Over time, churches in Connecticut tended to be less leery of cooperative
forms than their coreligionists in Massachusetts; Connecticut's
Saybrook Platform of 1708 set up governing bodies, referred to as consociations
and associations, with the power to make legally binding decisions for
all of the individual churches within their geographic oversight.
By the mid-eighteenth century, questions of church government were increasingly
overshadowed by much knottier issues of piety and zeal. In order to succeed,
the congregational way required high levels of personal commitment and
in most of the original Puritan churches, potential members had had to
testify to a religious conversion experience in order to join.

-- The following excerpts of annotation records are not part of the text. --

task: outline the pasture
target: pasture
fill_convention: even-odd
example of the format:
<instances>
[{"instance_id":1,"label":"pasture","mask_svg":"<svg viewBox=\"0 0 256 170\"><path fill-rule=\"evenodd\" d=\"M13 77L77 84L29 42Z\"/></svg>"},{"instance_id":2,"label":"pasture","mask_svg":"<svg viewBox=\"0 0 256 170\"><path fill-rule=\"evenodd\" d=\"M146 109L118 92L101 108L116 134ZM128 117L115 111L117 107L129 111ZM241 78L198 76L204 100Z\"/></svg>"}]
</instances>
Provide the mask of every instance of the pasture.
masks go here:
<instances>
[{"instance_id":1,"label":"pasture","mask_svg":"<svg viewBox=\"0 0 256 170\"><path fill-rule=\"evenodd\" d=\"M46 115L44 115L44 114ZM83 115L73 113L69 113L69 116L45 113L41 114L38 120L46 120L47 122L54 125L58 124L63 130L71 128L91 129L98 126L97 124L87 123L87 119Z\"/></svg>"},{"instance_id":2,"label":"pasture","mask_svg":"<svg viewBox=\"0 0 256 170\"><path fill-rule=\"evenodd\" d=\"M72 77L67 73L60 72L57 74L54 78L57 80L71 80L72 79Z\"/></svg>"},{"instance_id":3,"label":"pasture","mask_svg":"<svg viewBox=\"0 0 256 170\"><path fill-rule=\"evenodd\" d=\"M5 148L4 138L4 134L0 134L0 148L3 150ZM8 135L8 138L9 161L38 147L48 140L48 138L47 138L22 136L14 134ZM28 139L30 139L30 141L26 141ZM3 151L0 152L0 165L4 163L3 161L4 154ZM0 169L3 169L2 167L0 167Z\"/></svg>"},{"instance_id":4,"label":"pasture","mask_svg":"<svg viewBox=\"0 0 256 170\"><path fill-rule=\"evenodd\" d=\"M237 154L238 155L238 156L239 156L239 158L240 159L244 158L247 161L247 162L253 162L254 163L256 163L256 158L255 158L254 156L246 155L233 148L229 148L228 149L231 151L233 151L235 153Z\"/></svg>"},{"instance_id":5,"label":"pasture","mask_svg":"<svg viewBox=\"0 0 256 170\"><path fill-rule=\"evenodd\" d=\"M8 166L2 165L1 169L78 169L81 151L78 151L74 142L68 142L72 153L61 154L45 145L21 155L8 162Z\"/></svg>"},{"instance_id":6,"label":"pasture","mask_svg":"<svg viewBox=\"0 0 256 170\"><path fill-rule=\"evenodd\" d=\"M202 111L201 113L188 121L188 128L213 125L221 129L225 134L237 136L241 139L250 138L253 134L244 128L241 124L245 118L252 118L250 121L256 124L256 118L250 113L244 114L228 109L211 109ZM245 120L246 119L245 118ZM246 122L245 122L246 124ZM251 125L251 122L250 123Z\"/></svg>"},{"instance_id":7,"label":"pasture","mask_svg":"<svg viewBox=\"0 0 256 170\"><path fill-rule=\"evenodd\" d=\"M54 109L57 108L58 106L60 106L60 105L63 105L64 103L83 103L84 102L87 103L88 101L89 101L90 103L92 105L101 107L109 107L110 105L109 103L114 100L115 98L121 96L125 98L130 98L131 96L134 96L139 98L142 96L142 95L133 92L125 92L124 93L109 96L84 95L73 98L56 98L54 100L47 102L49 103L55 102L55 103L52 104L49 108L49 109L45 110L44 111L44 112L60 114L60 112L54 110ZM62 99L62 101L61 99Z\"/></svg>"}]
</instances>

Already
in 1662, however, Puritan leaders had formulated a "Half-Way Covenant,"
allowing parents who had not experienced conversion to baptize their children
in their local churches. Not surprisingly perhaps, this innovation caused
as many problems as it solved.
The transatlantic religious revival known as the Great Awakening was both
bane and blessing in New England. During the 1740s, under the fiery preaching
of itinerating evangelists like George Whitefield, Gilbert Tennent, and
James Davenport, thousands of laypeople experienced dramatic conversions—and
became increasingly critical of the spiritual laxity of the established
Congregational clergy. All across New England Congregational churches
split into factions, the New Lights supporting the revival and the Old
Lights wary of its emotional excesses. Yet revival enthusiasm also generated
a variety of intellectually sophisticated responses, particularly the
penetratingly analytical yet warmly pastoral writings of Congregational
minister Jonathan Edwards. Pastor at Northampton, Massachusetts, during
the height of the Great Awakening, Edwards' defense of "religious
affections"is a classic melding of "head"and "heart"
in American Protestant thought.
Denominational Growth and Westward Expansion
American independence presented Congregationalists with obstacles as
well as opportunities. By the late 1700s, the New England clergy, sometimes
referred to as the Standing Order, had become thoroughly used to the privileges
of social leadership and tax-supported church budgets. Constitutionally-mandated
separation of church and state, a process not complete until Massachusetts
changed its laws in 1833, meant that all churches would stand on equal
footing and compete for financial support through the voluntary gifts
of their membership.
Churches with the smallest investments in money and property—at
that time primarily Methodists and Baptists—found the transition
easiest to negotiate, and they expanded rapidly into the western frontier.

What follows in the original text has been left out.